Dr. Carolynn Chin Arpin, an associate professor of chemistry at Chico State, feels supported in the chemistry department and never questions whether or not she belongs. She recalls when she was pregnant and breastfeeding her department was supportive of her decision to not teach an advanced organic chemistry lab, due to not wanting regular exposure to chemicals. She cites this as an example of just one hurdle that she has to consider as a woman in her field.

Dr. Arpin says there has never been any obvious gender discrimination directed toward her, but wonders if the treatment she faces in certain interactions could stem from issues related to that. She understands that her experience as a woman in STEM is not representative of every woman and acknowledges that discrimination and obstacles exist, even if it’s not something she regularly faces.
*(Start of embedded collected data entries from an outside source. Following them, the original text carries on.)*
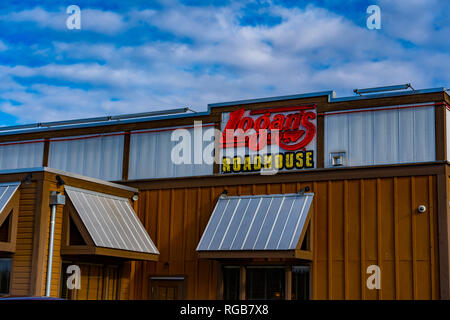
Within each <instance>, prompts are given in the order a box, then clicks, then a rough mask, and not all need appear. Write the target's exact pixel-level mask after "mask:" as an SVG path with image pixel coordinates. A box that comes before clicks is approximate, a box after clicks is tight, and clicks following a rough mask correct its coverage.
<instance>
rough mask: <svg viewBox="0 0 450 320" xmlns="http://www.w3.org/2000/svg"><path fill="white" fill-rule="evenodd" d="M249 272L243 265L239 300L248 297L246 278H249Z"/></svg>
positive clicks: (239, 290)
mask: <svg viewBox="0 0 450 320" xmlns="http://www.w3.org/2000/svg"><path fill="white" fill-rule="evenodd" d="M246 271H247V270H246V269H245V266H243V265H241V272H240V281H239V300H245V299H246V298H247V297H246V292H245V291H246V290H245V287H246V284H247V281H246V277H247V272H246Z"/></svg>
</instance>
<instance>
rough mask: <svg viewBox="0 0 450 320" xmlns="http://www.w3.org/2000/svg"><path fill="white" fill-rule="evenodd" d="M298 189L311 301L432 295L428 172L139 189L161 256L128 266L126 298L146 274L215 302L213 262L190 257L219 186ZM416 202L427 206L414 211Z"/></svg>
mask: <svg viewBox="0 0 450 320" xmlns="http://www.w3.org/2000/svg"><path fill="white" fill-rule="evenodd" d="M305 186H309V187H310V188H311V189H312V191H313V192H314V193H315V199H314V201H313V204H312V207H311V210H313V215H312V221H311V223H312V224H311V226H312V228H313V265H312V266H313V267H312V280H311V283H312V286H313V288H312V297H311V298H313V299H432V298H439V273H438V261H437V254H438V251H437V234H436V230H437V229H436V227H437V226H436V212H435V208H436V196H435V195H436V178H435V177H434V176H413V177H394V178H378V179H354V180H336V181H320V182H305V183H303V182H302V183H283V184H258V185H242V186H225V187H192V188H179V189H175V188H174V189H162V190H143V191H141V196H140V200H139V208H138V215H139V217H140V219H141V221H142V222H143V224H144V226H145V227H146V229H147V231H148V232H149V234H150V237H151V238H152V239H154V240H155V244H156V246H157V247H158V249H159V251H160V252H161V255H160V260H159V261H158V262H136V263H135V266H134V273H132V275H133V276H132V279H131V281H133V285H132V288H133V296H134V298H136V299H148V298H149V296H148V281H149V277H150V276H155V275H158V276H180V275H184V276H185V277H186V279H187V295H186V298H187V299H215V298H216V297H217V289H218V279H217V277H218V274H219V264H218V262H215V261H210V260H199V259H197V255H196V251H195V248H196V246H197V244H198V241H199V239H200V237H201V235H202V232H203V230H204V229H205V227H206V224H207V222H208V219H209V217H210V215H211V212H212V210H213V208H214V205H215V203H216V201H217V199H218V197H219V196H220V194H221V193H222V191H223V190H224V189H227V190H228V195H230V196H232V195H249V194H252V195H255V194H270V193H293V192H297V191H298V190H300V189H301V188H303V187H305ZM421 204H423V205H425V206H426V207H427V211H426V212H425V213H422V214H419V213H418V212H417V207H418V206H419V205H421ZM373 264H374V265H378V266H380V268H381V290H369V289H368V288H367V286H366V280H367V278H368V276H369V274H367V273H366V270H367V267H368V266H370V265H373Z"/></svg>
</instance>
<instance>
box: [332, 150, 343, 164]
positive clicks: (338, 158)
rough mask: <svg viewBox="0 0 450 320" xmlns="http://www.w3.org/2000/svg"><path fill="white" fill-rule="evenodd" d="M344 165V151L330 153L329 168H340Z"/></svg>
mask: <svg viewBox="0 0 450 320" xmlns="http://www.w3.org/2000/svg"><path fill="white" fill-rule="evenodd" d="M344 165H345V151H342V152H330V167H342V166H344Z"/></svg>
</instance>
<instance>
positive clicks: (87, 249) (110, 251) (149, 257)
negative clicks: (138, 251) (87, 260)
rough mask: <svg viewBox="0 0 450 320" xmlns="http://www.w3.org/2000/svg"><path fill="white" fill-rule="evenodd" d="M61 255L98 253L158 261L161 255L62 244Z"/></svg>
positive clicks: (103, 255) (117, 257) (134, 251)
mask: <svg viewBox="0 0 450 320" xmlns="http://www.w3.org/2000/svg"><path fill="white" fill-rule="evenodd" d="M61 255H67V256H75V255H77V256H79V255H93V256H94V255H97V256H106V257H116V258H123V259H127V260H145V261H158V259H159V256H158V255H157V254H152V253H144V252H135V251H128V250H121V249H112V248H101V247H95V246H87V245H86V246H62V247H61Z"/></svg>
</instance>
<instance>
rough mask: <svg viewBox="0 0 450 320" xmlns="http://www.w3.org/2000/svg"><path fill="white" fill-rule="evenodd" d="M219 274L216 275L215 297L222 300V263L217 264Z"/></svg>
mask: <svg viewBox="0 0 450 320" xmlns="http://www.w3.org/2000/svg"><path fill="white" fill-rule="evenodd" d="M218 270H219V274H218V275H217V299H218V300H223V292H224V282H223V264H220V265H219V268H218Z"/></svg>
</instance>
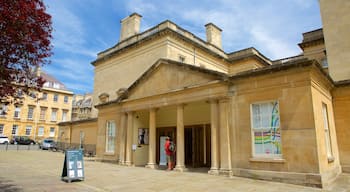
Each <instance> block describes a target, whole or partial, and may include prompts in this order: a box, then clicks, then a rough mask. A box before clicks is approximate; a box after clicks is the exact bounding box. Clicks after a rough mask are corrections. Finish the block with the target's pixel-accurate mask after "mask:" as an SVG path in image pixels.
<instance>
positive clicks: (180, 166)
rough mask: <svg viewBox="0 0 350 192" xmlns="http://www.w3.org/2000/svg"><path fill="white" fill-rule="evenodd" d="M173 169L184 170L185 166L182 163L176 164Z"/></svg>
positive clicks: (184, 171)
mask: <svg viewBox="0 0 350 192" xmlns="http://www.w3.org/2000/svg"><path fill="white" fill-rule="evenodd" d="M174 171H179V172H185V171H187V168H186V167H185V166H184V165H176V166H175V168H174Z"/></svg>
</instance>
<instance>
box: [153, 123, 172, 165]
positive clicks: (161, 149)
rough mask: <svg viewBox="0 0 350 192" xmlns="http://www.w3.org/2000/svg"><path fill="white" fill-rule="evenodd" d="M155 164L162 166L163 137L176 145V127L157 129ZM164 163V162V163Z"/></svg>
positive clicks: (162, 157)
mask: <svg viewBox="0 0 350 192" xmlns="http://www.w3.org/2000/svg"><path fill="white" fill-rule="evenodd" d="M156 134H157V137H156V138H157V146H156V148H157V164H158V165H163V164H164V158H165V156H164V155H165V153H164V142H165V139H164V138H165V137H166V136H168V137H170V138H171V139H172V140H173V141H174V142H175V143H176V127H160V128H157V133H156ZM165 163H166V162H165Z"/></svg>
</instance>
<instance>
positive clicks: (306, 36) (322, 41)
mask: <svg viewBox="0 0 350 192" xmlns="http://www.w3.org/2000/svg"><path fill="white" fill-rule="evenodd" d="M321 43H324V36H323V29H322V28H320V29H316V30H313V31H309V32H306V33H303V41H302V42H301V43H299V44H298V45H299V47H300V48H301V49H303V50H304V48H305V47H308V46H311V45H314V44H321Z"/></svg>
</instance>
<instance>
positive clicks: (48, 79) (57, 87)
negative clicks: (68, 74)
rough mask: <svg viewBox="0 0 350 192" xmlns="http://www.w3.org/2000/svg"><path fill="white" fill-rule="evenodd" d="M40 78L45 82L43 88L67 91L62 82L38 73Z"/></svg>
mask: <svg viewBox="0 0 350 192" xmlns="http://www.w3.org/2000/svg"><path fill="white" fill-rule="evenodd" d="M40 76H41V77H42V78H43V79H44V80H45V81H46V82H45V83H44V85H43V88H52V89H58V90H64V91H69V90H68V89H67V88H66V86H65V85H64V84H63V83H62V82H60V81H59V80H57V79H56V78H55V77H54V76H52V75H50V74H48V73H45V72H40Z"/></svg>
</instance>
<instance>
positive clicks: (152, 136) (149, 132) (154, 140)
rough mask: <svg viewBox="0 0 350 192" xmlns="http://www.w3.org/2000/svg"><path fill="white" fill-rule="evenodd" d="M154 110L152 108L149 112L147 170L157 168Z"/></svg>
mask: <svg viewBox="0 0 350 192" xmlns="http://www.w3.org/2000/svg"><path fill="white" fill-rule="evenodd" d="M156 112H157V111H156V109H155V108H152V109H150V111H149V148H148V163H147V165H146V167H147V168H151V169H154V168H157V167H158V166H157V164H156V161H155V159H156Z"/></svg>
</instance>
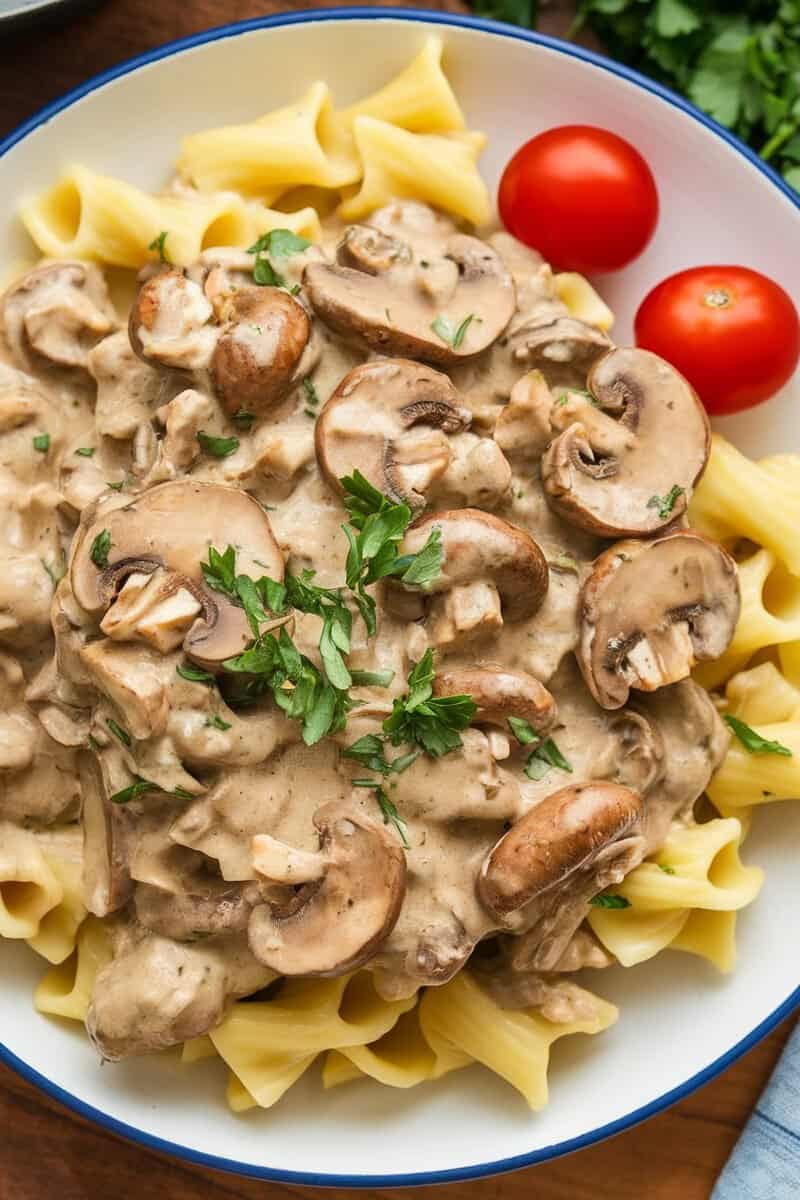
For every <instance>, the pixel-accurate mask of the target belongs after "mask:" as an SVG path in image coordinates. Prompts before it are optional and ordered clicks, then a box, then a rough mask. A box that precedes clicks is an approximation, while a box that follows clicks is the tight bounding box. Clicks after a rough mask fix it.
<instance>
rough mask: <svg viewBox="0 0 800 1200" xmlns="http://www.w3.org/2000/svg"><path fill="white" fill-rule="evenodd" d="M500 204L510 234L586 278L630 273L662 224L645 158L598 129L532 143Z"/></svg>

For those struggling with gender discrimination in STEM careers and classrooms, Arpin has some advice.

“Be communicative and stand up for what you want. They always say girls can be bossy… ,” Arpin said. “I don’t mind if they see me that way because they know I do good work.”

She also encourages her students to take advantage of as many experiences and opportunities as possible as a way of self-discovery and growth. Reaching out to other female colleagues to build a positive network is another thing she suggests.

“Nobody can prejudice you for being a woman,” Arpin said. “I will always strive for being equal and getting what works for me and what is needed.”

Throughout the past century, significant progress has been made to shatter the glass ceiling. Movements, marches and programs show society that it is time for a change. Not every problem is solved, and it’s important to make an effort to understand and learn about the experiences of women. Getting involved in campus events and programs provides an understanding of the struggles women face and how to overcome them.